I love these moss's. They are good inside if you have a decent light, but can't take a heat light right on them. I use a heat emitter for both my inside boxies and my Cherry Head, and just a long tube UVB 5.0. I put the moss under the tube light not the heat emitter, which is over the hide. The moss is mostly around the water dishes. I also use it for outside along the stream, because it spreads and comes back every Spring and has little white flowers. Really nice looking. Here's a few pictures. I get it in a nursery, in small pots and it just spreads in one season.
this is outside along the stream. It really spread in the last year.





Little Three Toed...too small to go out





around the water dish as my Cherry H got bigger





this has some terrarium moss near the hide and the Scottish moss in the back of that





As long as you mist it and don't put it under direct light it will be fine.
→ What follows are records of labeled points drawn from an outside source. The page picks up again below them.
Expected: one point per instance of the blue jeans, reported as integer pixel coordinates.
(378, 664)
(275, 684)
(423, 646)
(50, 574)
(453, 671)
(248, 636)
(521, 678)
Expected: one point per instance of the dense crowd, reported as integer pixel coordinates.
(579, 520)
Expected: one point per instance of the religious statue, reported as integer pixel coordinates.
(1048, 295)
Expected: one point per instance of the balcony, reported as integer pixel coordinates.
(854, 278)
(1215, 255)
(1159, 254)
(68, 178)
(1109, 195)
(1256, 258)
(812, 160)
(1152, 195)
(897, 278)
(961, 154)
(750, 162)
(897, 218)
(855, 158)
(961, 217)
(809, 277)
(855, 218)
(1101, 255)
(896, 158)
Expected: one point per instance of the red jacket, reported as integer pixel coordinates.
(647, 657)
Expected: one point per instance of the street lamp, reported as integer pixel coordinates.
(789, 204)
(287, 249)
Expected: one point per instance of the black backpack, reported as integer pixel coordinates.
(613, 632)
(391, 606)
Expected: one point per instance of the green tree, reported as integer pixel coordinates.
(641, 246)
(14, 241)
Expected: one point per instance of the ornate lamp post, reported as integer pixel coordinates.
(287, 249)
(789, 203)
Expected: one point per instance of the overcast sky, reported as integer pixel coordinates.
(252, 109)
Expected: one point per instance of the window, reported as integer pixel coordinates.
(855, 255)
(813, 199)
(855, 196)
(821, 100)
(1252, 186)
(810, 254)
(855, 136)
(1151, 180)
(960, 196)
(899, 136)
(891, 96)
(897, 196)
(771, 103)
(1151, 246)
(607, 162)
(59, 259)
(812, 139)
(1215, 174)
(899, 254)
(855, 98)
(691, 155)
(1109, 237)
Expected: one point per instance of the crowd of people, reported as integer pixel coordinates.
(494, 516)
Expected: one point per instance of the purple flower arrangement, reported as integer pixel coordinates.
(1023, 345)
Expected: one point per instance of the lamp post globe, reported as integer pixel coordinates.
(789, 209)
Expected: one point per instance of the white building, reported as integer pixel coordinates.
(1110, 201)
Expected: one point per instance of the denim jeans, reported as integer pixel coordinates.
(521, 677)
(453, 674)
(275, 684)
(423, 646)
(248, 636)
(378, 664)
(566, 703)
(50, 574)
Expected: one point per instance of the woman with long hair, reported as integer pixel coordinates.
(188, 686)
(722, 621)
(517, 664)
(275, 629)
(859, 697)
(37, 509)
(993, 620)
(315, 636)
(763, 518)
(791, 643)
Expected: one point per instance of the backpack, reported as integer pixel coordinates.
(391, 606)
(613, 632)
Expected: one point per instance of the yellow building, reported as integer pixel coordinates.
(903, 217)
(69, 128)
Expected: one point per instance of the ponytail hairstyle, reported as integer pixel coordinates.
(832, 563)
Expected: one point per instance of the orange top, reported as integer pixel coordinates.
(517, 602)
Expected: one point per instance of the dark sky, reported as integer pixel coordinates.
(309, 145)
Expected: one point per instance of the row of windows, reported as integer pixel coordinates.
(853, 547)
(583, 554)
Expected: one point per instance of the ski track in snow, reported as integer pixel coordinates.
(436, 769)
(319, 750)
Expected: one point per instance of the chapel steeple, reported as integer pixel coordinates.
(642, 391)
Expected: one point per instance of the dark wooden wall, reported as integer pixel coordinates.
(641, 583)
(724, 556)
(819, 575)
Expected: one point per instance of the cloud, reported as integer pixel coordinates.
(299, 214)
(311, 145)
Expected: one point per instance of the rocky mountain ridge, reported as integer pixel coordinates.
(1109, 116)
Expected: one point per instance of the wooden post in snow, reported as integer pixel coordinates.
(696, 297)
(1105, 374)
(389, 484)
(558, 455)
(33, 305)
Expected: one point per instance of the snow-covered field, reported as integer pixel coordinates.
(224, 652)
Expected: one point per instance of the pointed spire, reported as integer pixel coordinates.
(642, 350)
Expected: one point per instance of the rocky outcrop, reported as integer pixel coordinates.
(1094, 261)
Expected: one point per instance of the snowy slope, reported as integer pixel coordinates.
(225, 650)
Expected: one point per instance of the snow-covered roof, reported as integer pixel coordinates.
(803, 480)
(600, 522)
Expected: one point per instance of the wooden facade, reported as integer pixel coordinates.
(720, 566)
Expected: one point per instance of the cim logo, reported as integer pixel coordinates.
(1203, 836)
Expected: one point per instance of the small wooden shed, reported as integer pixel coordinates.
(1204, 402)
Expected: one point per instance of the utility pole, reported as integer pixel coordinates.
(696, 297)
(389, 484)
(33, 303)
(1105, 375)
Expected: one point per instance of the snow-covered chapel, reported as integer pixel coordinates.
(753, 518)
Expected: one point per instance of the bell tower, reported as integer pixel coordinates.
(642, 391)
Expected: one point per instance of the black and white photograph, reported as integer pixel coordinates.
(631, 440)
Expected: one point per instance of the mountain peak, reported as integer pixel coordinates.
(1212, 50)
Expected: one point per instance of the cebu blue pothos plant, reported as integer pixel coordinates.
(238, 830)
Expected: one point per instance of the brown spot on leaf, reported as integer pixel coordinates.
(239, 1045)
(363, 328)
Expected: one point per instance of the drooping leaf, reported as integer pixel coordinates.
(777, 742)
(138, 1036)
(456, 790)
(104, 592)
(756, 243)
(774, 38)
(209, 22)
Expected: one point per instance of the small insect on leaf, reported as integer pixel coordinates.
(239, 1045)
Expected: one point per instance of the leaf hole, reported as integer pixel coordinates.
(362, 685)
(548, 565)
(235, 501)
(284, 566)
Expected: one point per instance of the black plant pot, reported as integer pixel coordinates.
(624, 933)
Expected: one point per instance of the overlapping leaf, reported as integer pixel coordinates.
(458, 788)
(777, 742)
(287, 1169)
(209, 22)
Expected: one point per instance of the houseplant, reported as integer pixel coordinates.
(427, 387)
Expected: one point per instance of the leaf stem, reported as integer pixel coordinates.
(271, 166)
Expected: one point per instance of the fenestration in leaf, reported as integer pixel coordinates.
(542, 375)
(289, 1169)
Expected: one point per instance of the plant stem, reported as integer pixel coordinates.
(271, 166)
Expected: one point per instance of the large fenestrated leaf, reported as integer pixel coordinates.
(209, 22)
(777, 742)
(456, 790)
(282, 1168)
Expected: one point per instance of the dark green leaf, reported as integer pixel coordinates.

Another one I like is creeping Jenny. That's a great ground cover and also spreads.


----------



## dmmj (May 23, 2010)

Question: do they eat the moss?


----------



## Broda805 (May 24, 2010)

Would also like to know if they will try to eat it, is it safe? Any type to stay away from?


----------



## terryo (May 24, 2010)

I've been using it for years, and no one ever ate it or even tried to.....not saying they won't. It is very low to the ground, and they just walk on it, but it never got flatened out or trashed like some other plants that I've used. It needs to be watered well or it will dry out. Right now mine is flowering ...outside.

I took some pictures so you could see the little flowers. This is outside and it's always wet from the stream, so it really stays nice.
That's the creeping jenny next to it.





the dark green is the Scottish moss and hasn't flowered yet.


----------



## PeanutbuttER (May 24, 2010)

Thanks for the responses Terry. Is there really much of a difference between the Scottish and the Irish Moss other than color? Like did one do better in your terrarium than the other? I think I like the darker green Scottish moss and it'd be an extra plus if I were to see some blooms indoors.


----------



## terryo (May 24, 2010)

Sorry..my mistake. The dark green one is the Irish moss and the light green is the Scotch moss. Some sites say they are the same only different names. 
I have mostly the Scotch moss, but the Irish moss flowers the same. They both flowered inside, and did well. But remember don't put them under a harsh light. I only had them under the long tube 5.0 that gives off NO heat. That's where I had the water dish. The hide was under the heat emitter on the other side. They both like to be misted. I keep my vivarium very humid...80 degrees most of the time.

http://home.howstuffworks.com/irish-moss.htm

http://www.amazon.com/dp/B002VZ56HE/?tag=exoticpetnetw-20

If you don't have good drainage in your enclosure, be careful not to make it too wet, like mud. Hope this helps.


----------